"Find me, by to-morrow, something absolutely impossible for her to
do."
The fairy brought a great basket full of feathers, plucked from every
kind of bird--nightingales, canaries, linnets, larks, doves, thrushes,
peacocks, ostriches, pheasants, partridges, magpies, eagles--in fact,
if I told them all over, I should never come to an end; and all these
feathers were so mixed up together, that they could not be
distinguished.
"See," said the fairy, "even one of ourselves would find it difficult
to separate these, and arrange them as belonging to each sort of bird.
Command your prisoner to do it; she is sure to fail."

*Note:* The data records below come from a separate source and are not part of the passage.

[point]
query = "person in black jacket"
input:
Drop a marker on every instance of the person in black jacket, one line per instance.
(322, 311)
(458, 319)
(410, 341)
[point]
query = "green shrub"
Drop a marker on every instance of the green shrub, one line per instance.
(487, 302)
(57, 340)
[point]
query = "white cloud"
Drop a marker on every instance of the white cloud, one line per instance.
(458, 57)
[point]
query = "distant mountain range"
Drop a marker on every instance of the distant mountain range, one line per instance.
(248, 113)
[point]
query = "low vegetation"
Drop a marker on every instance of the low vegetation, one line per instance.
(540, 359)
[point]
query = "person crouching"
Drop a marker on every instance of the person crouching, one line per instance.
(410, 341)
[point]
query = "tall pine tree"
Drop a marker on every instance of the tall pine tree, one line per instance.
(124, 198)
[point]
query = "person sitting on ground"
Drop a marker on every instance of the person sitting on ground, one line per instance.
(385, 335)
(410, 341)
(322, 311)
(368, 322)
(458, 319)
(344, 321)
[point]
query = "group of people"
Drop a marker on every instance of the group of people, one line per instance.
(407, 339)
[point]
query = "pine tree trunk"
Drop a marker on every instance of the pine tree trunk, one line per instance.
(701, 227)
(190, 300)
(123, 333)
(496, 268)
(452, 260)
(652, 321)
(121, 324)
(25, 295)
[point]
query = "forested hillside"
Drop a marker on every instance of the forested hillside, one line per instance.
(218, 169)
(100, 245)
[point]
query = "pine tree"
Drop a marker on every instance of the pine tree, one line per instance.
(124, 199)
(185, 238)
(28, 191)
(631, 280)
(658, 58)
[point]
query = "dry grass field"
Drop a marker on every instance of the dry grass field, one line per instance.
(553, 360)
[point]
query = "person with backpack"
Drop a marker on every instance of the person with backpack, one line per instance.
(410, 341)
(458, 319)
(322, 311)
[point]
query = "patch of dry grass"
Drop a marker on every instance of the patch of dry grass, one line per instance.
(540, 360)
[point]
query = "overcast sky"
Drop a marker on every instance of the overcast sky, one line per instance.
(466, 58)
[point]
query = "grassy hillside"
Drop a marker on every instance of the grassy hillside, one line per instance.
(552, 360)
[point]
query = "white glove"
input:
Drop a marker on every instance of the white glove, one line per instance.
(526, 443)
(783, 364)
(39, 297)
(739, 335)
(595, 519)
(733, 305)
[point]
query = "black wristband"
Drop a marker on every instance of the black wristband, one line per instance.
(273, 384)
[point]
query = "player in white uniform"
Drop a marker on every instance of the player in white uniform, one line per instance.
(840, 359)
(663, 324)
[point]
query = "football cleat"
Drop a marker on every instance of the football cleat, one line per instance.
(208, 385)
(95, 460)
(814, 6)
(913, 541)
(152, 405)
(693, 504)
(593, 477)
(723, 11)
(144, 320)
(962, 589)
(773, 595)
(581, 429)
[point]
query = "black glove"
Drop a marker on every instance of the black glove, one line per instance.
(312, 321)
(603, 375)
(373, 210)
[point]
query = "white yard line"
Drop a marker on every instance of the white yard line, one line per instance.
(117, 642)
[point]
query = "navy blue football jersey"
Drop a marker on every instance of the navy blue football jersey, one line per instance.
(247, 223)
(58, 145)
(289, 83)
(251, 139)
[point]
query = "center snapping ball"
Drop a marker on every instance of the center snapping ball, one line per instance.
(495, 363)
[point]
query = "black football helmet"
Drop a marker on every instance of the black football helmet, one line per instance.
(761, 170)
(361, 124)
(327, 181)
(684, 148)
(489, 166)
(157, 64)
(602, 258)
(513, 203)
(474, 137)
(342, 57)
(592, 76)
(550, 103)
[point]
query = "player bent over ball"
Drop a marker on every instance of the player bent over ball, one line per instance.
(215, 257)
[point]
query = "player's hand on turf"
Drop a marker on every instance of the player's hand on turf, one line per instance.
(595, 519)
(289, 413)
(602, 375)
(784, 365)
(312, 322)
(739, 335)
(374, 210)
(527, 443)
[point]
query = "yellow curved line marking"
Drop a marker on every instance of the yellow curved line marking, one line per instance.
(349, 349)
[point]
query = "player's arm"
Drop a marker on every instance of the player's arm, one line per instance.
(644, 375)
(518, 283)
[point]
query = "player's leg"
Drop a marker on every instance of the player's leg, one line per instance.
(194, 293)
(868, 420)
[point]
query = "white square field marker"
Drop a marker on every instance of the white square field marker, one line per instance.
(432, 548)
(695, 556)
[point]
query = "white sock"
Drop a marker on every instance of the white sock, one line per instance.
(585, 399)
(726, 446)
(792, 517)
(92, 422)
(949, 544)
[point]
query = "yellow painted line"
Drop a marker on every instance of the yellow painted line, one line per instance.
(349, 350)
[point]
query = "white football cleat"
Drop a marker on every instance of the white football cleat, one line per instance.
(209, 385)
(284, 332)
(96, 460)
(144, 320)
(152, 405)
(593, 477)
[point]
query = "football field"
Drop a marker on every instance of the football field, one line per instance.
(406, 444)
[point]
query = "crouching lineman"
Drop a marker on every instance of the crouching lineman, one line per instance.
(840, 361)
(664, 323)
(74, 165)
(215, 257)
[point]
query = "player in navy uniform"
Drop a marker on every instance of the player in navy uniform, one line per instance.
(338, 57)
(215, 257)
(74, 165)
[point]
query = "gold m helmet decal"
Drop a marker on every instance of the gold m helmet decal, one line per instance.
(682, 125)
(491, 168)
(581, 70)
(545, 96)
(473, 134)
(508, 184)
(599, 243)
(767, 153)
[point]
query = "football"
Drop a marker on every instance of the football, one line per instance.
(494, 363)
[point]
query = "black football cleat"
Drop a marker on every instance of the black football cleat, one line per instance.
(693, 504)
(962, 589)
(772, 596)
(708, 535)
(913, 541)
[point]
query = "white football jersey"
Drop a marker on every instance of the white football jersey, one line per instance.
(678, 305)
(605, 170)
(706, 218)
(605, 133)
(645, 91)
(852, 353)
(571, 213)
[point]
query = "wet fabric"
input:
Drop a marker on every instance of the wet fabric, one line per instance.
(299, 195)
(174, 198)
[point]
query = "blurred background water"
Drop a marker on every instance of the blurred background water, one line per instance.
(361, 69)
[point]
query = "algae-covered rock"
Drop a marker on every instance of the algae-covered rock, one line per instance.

Grognon jumped for joy, sent for the princess, and ordered her to take
her task, and finish it, as before, by set of sun.
Graciosa tried patiently, but she could see no difference in the
feathers; she threw them all back again into the basket, and began to
weep bitterly. "Let me die," said she, "for death only will end my
sorrows. Percinet loves me no longer; if he did, he would already have
been here."
"Here I am, my princess," cried a voice from under the basket; and the
fairy-prince appeared. He gave three taps with his wand--the feathers
flew by millions out of the basket, and arranged themselves in little
heaps, each belonging to a different bird.
"What do I not owe you?" cried Graciosa.
"Love me!" answered the prince, tenderly, and said no more.